Visiting users/1/edit when I'm signed in as different user does not raise an AccessDenied error, and I have no idea why:

  authorize_resource only: [:edit, :update]
  def edit
    @user = User.find(params[:id])
  end
  def update
    @user = User.find(params[:id])
    if @user.update_attributes(params[:user])
      redirect_to @user
    else
      render 'edit'
    end
  end

Ability class:

class Ability
  include CanCan::Ability
  def initialize(user)
    user ||= User.new

    can :read, :all
    can :create, User
    can :create, Group

    can :update, User, id: user.id
  end
end

If I change authorize_resource to load_and_authorize_resource then it works as expected. But this should not be relevant, surely?

Answer 1

I am running into this issue as well, and here is what I have found.

If I'm reading the source code right, during an :update action, load_and_authorize does a find_by to load the resource, then calls authorize! on it.
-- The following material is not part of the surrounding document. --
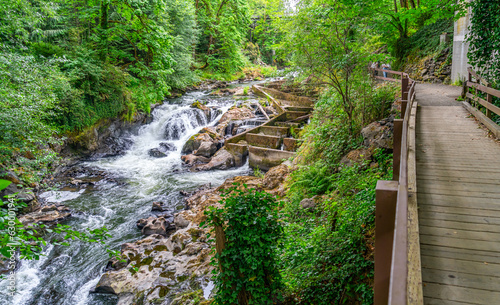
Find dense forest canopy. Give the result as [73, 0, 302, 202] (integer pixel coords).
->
[4, 0, 500, 304]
However, I don't see where it authorizes it after the incoming parameters have been applied. (Someone please correct me if I'm reading this wrong.)

The use case I am seeing this is when someone edits a resource, and in the edit, updates a value in the resource that makes it no longer eligible to pass authorization on save. (Granted, I am setting up the UI to help avoid this situation, but obviously I still want to protect the resource.) Running a functional test, I was able to set attributes that I expected not to pass authorization on the controller :update action, presumably because the check happens before the attributes are parsed.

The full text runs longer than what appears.